Der Siegestreffer von Artjom Dowbik in der Nachspielzeit der Verlängerung stürzte die Ukraine, die in der Gruppenphase noch den Niederlanden (2:3) und Österreich (0:1) unterlegen war und nur knapp als einer von vier Dritten ins Achtelfinale gerutscht war, in einen Freudentaumel. „Wir fordern morgen arbeitsfrei für das ganze Land!“, verkündete die Boulevardzeitung „KP“ nach dem Coup gegen Schweden in Glasgow. „Es ist bereits nach Mitternacht, und wir, alle 40 Millionen, sind immer noch auf dem Spielfeld.“
Der erste Viertelfinal-Einzug bei einem großen Fußballturnier seit der Weltmeisterschaft 2006 in Deutschland lädt Trainer, Spieler und die Fans in der ukrainischen Heimat zum Träumen ein. Nun will das Team von Teamchef Schewtschenko mehr – auch wenn im Viertelfinale in Rom am Samstag (21.00 Uhr, live in ORF1) mit den Engländern nun ein Titelkandidat wartet. „Mit dieser Leistung, diesem Engagement und heroischen Kampf hat sich unsere Mannschaft die Liebe einer ganzen Nation verdient“, sagte der ehemalige Stürmerstar.
„Es ist eine historische Leistung“, sagte der ukrainische Linksverteidiger Alexander Sintschenko, der sein Land mit einem fulminanten Schuss in Führung gebracht hatte (27.). Trotz aller Euphorie versuchte der 24-Jährige, der beim englischen Meister Manchester City sein Geld verdient, sich und seine Kollegen auf dem Boden der Realität zu halten. „Mein Rat an alle: Lasst uns feiern, wir leben nur einmal, und wir werden diese Momente vielleicht nie wiederholen“, sagte Sintschenko mit Hinblick auf den nächsten Gegner.
Viel Kampf und Stangenschüsse
Es war tatsächlich ein harter Kampf, den sich die beiden blau-gelben Mannschaften vor 9.221 Zuschauern im Hampden Park der schottischen Metropole Glasgow lieferten. Fußballerisch zwar nicht immer glanzvoll, aber doch voller Höhepunkte entwickelte sich eine kurzweilige Partie. Schwedens Mittelfeldstar Emil Forsberg traf aus der Distanz zum zwischenzeitlichen Ausgleich ins Netz (43.), aber auch jeweils Stange und Latte. Auch die Ukraine hatte ihre Chancen.

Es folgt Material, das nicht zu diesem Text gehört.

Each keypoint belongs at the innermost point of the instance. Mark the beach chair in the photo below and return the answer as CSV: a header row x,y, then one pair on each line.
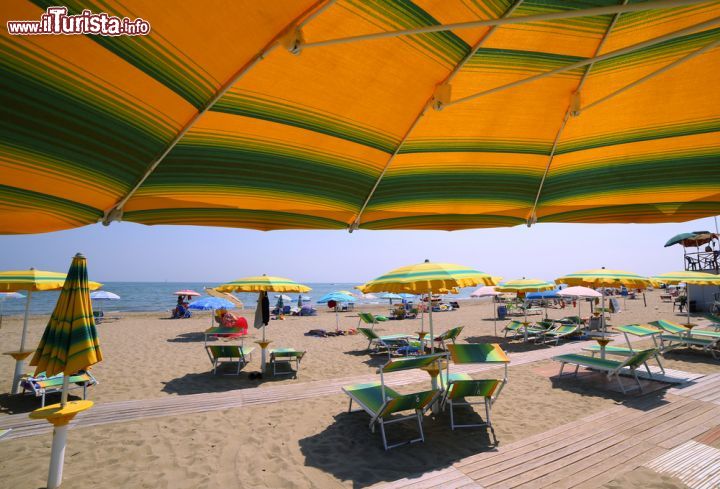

Dann wurde es wild. Viele Verletzungsunterbrechungen störten den Spielfluss, Spieler beider Teams schleppten sich mehr über den Platz, als sie liefen, fast im Minutentakt kamen die medizinischen Betreuer auf das Spielfeld. „In der Nachspielzeit verwandelte sich das Spiel in ein richtiges Gemetzel mit Verletzungen und Platzverweis“, urteilte das Webportal Segodnja – mit dem glücklicheren Ende für die Ukraine. Denn in der Nachspielzeit der Verlängerung traf „Joker“ Dowbik (121.) mit seinem ersten Länderspieltor tatsächlich zum Sieg, der in der Heimat frenetisch gefeiert wurde.
Rote Karte als Knackpunkt
„Die Rote Karte hat das Spiel entschieden, wir mussten hart kämpfen“, sagte Schweden-Coach Janne Andersson. Marcus Danielson wurde wegen groben Foulspiels vom Platz geschickt (98.), nachdem er Artjom Bessedin am Knie getroffen hatte, der erst wenige Minuten zuvor eingewechselte Stürmer musste verletzt von Platz. Die Entscheidung erhitzte die Gemüter. „Lächerlich“, schimpfte Englands Fußballlegende Gary Lineker auf dem Kurznachrichtendienst Twitter. Der Platzverweis war aber durchaus gerechtfertigt – eine Position, die letztlich sogar Andersson unterstützte.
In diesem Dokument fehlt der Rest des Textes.